The problems are created by governments, all of which include either Fianna Fáil or Fine Gael, and the longer they are in power the worse the crisis gets, she said.
"An entire generation has come of age listening to your jaded excuses and your broken promises," she said.
He has been in office for two-and-a-half years and is "a housing minister for more of the same", she said.
"He has failed to get the job done", and would have been sacked in any other job, she said.
"This emergency - this catastrophe - it doesn't have to be this way," she added, and called for a general election.

Govt wants to 'turn the corner'
Tánaiste Leo Varadkar said the vote would "only serve to demonstrate that the Government has a clear workable majority".
It seeks to personalise the issue, he added. He said a left-wing government in Ireland would cause misery in an "ideological experiment".
"I know the Government needs to do much more on housing in the next two years," he acknowledged.
He added that he wants to "turn the corner" on housing for everyone.
He paid tribute to Minister O'Brien who he has known since serving on Fingal County Council two decades ago.
He is "a tireless worker", "a good man, a man who cares", he said.
Labour's housing spokesperson Ged Nash said "the truth is the numbers are only going in one direction".
"Just a fraction of what is needed" is being built this year, and the "reality of life in Louth" is a 12-year wait on the housing list, he said.
"You're looking for scapegoats" such as local opposition to developments, he added, but said the "hail Mary" strategy the Government adopted meant "we all saw this coming".
"Your plan should not survive this vote," Mr Nash said.

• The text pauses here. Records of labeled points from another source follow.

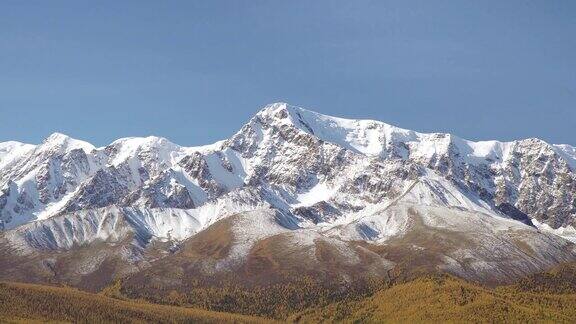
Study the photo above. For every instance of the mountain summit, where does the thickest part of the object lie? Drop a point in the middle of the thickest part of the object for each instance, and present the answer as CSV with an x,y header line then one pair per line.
x,y
331,195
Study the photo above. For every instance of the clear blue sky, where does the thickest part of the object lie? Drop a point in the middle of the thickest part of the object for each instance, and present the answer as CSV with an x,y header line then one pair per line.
x,y
195,71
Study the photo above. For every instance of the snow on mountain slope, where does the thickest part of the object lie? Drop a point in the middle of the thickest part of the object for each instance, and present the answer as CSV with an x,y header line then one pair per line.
x,y
320,171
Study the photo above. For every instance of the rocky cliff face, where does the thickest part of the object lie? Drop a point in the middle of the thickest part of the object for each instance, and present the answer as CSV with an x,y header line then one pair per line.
x,y
351,180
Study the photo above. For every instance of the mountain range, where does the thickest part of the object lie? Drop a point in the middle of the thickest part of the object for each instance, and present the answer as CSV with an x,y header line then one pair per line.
x,y
293,194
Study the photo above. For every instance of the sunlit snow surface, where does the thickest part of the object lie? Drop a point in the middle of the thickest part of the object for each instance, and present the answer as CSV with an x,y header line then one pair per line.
x,y
44,184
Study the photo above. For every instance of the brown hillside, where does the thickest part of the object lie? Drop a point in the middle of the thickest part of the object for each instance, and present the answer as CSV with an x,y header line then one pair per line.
x,y
26,302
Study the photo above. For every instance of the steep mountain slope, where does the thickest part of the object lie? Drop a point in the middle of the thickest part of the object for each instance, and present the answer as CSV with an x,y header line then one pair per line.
x,y
372,196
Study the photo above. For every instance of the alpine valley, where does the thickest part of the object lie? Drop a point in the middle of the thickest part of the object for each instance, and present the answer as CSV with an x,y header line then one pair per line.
x,y
297,209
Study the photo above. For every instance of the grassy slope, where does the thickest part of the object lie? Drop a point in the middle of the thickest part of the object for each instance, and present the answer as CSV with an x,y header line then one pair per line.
x,y
34,302
448,299
545,297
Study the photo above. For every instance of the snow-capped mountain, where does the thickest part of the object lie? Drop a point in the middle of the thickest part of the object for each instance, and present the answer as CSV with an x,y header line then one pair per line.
x,y
293,172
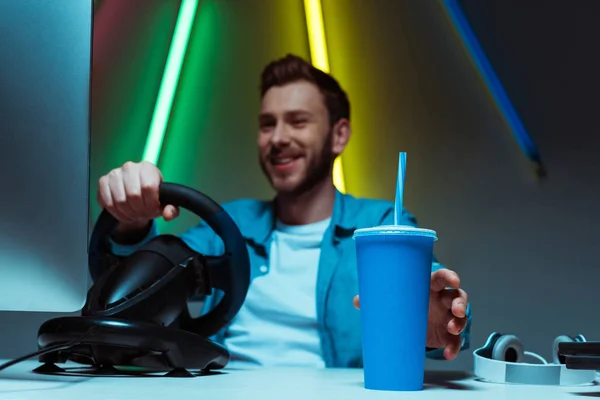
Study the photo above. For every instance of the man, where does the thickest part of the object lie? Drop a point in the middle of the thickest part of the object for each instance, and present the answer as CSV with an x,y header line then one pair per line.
x,y
301,307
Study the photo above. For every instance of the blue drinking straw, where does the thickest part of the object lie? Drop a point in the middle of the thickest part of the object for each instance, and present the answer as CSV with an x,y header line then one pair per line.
x,y
400,188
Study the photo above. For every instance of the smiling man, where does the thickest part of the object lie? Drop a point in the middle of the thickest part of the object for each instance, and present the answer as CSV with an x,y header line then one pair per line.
x,y
301,308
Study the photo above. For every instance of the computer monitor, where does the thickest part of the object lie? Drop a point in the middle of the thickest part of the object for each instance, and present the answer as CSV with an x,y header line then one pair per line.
x,y
45,64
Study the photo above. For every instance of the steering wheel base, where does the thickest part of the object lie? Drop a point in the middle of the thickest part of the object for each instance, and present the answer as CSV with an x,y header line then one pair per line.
x,y
111,343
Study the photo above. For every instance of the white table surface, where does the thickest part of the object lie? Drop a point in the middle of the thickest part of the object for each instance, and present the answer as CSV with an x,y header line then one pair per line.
x,y
18,382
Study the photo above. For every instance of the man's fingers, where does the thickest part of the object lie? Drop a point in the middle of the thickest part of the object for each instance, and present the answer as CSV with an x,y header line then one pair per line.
x,y
455,300
170,213
452,347
456,325
443,278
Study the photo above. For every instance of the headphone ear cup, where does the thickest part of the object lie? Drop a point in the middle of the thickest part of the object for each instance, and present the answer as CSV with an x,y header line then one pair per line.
x,y
560,339
508,348
580,338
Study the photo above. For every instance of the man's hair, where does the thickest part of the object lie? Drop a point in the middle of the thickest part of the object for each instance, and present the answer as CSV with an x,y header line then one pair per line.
x,y
292,68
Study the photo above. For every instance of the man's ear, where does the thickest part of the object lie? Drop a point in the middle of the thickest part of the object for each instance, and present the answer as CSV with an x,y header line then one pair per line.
x,y
341,135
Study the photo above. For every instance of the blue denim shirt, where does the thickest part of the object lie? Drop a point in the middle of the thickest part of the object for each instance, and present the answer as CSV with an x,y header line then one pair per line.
x,y
338,320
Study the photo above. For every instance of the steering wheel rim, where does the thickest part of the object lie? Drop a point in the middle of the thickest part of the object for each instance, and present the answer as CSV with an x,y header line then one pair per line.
x,y
233,281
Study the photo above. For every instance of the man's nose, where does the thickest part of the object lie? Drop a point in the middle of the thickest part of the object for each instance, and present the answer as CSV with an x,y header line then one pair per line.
x,y
280,135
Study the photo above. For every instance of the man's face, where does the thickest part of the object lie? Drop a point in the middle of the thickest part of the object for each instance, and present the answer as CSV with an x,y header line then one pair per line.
x,y
295,139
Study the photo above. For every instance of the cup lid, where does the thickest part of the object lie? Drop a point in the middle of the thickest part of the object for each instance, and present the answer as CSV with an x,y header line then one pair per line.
x,y
405,230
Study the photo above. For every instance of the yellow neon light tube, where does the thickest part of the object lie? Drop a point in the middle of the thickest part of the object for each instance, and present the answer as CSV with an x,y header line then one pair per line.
x,y
320,59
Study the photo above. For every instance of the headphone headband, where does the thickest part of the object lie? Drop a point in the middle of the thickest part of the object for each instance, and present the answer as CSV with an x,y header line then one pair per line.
x,y
500,371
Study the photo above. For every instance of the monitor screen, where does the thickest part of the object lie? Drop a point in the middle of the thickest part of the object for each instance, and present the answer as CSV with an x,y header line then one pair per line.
x,y
45,64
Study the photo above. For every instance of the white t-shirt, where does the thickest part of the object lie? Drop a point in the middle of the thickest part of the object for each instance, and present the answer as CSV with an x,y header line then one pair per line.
x,y
277,325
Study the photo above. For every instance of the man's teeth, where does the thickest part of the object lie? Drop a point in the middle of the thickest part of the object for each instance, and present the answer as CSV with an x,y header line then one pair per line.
x,y
283,160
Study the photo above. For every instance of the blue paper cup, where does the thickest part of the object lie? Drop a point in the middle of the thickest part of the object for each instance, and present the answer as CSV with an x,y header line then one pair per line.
x,y
394,275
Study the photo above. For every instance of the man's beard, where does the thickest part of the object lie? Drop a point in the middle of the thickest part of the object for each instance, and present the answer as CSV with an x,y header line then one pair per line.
x,y
317,171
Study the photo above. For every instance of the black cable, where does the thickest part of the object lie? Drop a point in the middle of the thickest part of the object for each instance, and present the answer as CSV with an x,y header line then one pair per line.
x,y
50,349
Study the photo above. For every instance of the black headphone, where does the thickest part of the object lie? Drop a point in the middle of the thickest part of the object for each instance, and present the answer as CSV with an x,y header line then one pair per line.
x,y
136,310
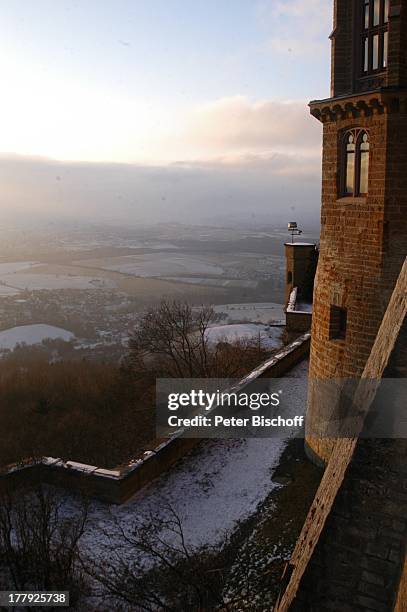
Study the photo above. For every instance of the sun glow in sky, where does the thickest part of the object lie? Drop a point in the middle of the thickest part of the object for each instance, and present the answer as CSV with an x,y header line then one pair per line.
x,y
157,81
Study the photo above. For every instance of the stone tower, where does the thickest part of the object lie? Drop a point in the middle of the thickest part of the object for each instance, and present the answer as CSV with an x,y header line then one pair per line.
x,y
364,195
300,258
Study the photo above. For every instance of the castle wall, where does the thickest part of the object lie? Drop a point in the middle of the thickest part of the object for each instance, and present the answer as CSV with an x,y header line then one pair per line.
x,y
363,244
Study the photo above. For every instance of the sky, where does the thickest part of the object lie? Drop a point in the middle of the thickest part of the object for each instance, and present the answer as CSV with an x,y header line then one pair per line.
x,y
177,86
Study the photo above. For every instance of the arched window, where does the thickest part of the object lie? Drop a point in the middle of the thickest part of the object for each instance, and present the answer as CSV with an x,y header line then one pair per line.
x,y
356,163
375,36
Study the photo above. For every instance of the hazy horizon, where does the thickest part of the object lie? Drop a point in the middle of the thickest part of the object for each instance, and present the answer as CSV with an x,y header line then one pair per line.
x,y
146,113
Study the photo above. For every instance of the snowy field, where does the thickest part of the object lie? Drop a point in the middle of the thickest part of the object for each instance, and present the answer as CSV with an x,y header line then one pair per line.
x,y
15,266
32,334
213,282
6,291
261,312
156,264
32,281
270,337
217,485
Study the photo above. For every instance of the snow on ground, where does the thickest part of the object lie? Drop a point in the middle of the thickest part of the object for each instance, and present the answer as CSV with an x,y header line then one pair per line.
x,y
215,282
157,264
15,266
212,489
32,281
270,336
32,334
7,291
261,312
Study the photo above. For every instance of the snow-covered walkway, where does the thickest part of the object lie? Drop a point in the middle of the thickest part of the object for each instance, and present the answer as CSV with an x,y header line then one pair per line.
x,y
218,484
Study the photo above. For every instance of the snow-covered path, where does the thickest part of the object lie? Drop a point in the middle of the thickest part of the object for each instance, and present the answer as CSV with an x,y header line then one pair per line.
x,y
218,484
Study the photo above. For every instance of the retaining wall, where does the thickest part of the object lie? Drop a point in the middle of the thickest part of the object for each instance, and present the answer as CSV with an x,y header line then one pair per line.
x,y
116,486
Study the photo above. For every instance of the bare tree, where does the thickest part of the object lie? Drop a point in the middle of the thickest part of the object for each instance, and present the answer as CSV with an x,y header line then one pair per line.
x,y
38,544
151,567
171,340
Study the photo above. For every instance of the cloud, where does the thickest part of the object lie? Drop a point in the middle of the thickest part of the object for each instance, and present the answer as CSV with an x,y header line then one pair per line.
x,y
192,191
235,125
298,27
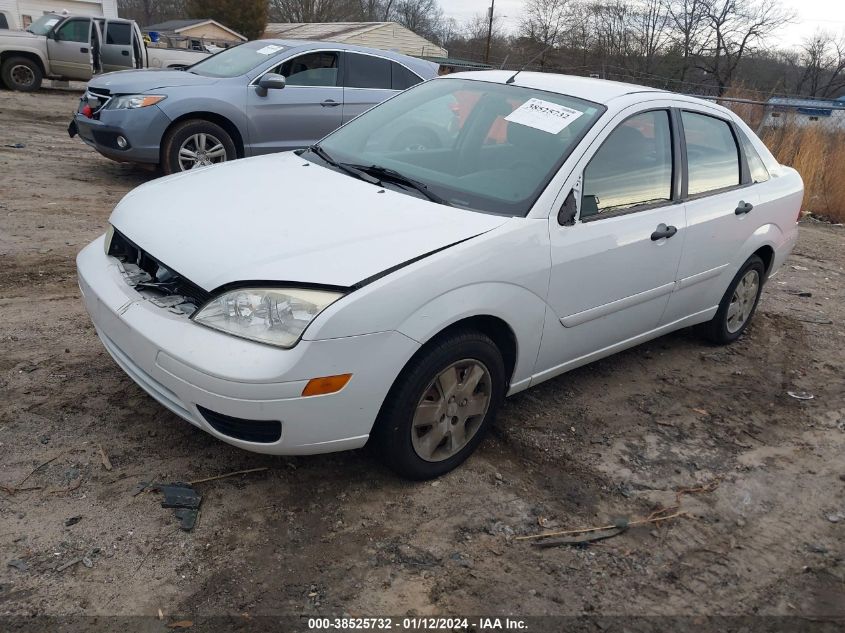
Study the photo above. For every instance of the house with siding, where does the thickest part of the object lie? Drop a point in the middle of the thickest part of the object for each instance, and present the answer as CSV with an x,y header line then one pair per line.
x,y
19,14
389,36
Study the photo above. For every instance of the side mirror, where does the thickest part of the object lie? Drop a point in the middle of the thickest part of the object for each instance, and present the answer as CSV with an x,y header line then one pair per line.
x,y
568,210
270,81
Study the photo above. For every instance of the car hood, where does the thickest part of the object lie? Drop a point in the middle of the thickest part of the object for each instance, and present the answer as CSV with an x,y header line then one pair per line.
x,y
279,218
138,81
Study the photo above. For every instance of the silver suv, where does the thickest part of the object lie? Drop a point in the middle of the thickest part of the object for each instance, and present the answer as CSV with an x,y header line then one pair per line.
x,y
261,97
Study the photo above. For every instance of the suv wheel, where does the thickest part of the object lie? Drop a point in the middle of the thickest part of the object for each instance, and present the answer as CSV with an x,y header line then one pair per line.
x,y
196,143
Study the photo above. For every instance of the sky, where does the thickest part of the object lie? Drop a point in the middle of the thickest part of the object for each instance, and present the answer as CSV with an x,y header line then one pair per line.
x,y
811,15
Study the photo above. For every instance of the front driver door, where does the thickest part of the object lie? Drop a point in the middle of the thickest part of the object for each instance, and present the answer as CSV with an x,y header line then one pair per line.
x,y
614,269
304,111
69,49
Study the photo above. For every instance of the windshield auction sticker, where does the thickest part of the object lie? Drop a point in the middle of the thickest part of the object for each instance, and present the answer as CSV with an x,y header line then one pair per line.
x,y
543,115
269,49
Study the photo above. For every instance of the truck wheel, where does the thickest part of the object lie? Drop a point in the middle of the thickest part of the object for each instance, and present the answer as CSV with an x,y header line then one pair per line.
x,y
195,143
22,74
440,407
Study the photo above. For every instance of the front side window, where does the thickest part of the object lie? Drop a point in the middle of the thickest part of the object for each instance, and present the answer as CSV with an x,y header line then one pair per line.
x,y
401,77
311,69
712,154
74,31
477,145
119,33
366,71
633,167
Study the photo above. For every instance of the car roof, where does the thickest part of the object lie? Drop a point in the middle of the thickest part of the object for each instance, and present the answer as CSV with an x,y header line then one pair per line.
x,y
596,90
419,65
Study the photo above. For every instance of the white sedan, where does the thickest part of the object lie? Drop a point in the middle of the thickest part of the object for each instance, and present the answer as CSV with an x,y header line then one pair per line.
x,y
471,237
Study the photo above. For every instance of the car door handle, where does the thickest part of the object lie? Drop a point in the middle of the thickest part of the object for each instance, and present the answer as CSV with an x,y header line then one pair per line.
x,y
663,231
743,208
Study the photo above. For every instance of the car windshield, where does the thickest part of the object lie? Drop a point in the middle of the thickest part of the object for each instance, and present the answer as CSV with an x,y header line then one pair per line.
x,y
44,24
234,62
473,144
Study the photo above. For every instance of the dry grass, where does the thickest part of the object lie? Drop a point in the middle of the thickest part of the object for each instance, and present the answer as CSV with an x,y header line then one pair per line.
x,y
819,156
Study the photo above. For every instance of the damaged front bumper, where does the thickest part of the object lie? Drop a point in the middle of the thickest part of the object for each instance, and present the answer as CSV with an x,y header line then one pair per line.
x,y
217,381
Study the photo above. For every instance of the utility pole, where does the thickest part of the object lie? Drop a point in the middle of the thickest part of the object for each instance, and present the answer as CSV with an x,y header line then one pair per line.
x,y
489,31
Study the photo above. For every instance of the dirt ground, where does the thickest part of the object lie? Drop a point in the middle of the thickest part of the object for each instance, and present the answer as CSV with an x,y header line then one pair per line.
x,y
339,534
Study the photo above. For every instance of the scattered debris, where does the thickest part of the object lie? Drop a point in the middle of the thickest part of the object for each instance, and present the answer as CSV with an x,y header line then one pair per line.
x,y
658,516
104,458
18,564
800,395
184,499
180,624
232,474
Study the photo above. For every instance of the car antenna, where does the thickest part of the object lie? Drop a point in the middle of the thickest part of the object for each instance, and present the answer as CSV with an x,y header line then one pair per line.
x,y
512,77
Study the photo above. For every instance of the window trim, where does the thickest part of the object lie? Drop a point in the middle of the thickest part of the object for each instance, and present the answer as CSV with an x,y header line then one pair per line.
x,y
744,171
676,170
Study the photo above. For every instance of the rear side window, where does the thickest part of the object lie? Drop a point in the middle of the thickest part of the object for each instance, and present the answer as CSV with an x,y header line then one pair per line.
x,y
366,71
712,154
756,166
401,77
118,33
633,167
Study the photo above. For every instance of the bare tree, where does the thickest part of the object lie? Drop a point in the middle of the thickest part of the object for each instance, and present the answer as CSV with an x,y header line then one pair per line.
x,y
823,57
737,28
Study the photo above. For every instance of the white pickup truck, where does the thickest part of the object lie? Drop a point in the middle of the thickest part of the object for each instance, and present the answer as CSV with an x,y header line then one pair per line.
x,y
76,47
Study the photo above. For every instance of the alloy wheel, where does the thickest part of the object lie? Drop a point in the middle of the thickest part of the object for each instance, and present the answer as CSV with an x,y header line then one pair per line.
x,y
451,410
742,301
201,150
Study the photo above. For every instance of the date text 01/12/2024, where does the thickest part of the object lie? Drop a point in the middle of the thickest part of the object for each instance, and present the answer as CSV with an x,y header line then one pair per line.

Social Democrats TD Cian O'Callaghan said that this Government has been the worst ever on housing.
"An entire generation who feel left behind" is forced to consider migrating, he said, because the minister "is more interested in spin" than in delivering.
But Minister for Finance Paschal Donohoe lauded Minister O'Brien's "incredible dedication" and "the difference he is making".
He then listed off completed developments, which he said are "not being delivered by the unbridled free market" that he said Mary Lou McDonald had referred to.
He then dismissed Sinn Féin's claims as being "hollow".
Speaking on RTÉ’s Drivetime programme, Sinn Féin's Eoin Ó Broin said that despite the Government’s numerous interventions, all the indicators on housing are going in the wrong direction.
"The difficulty is for people in acute housing need, almost everything is going in the wrong direction.
"Rising rents, rising house prices and dramatically increased levels of homelessness," Mr Ó Broin said.
"But we’re also seeing a fall in planning applications, a fall in commencements. We’re seeing social and affordable housing targets, which were never high enough, not being met," he added.
Minister for Public Expenditure Michael McGrath said Minister O'Brien "absolutely cares about" those who are caught in the housing crisis.
He said the no-confidence motion was "about politics and competition" and will not deliver a single house, as the Opposition "do not believe in home-ownership".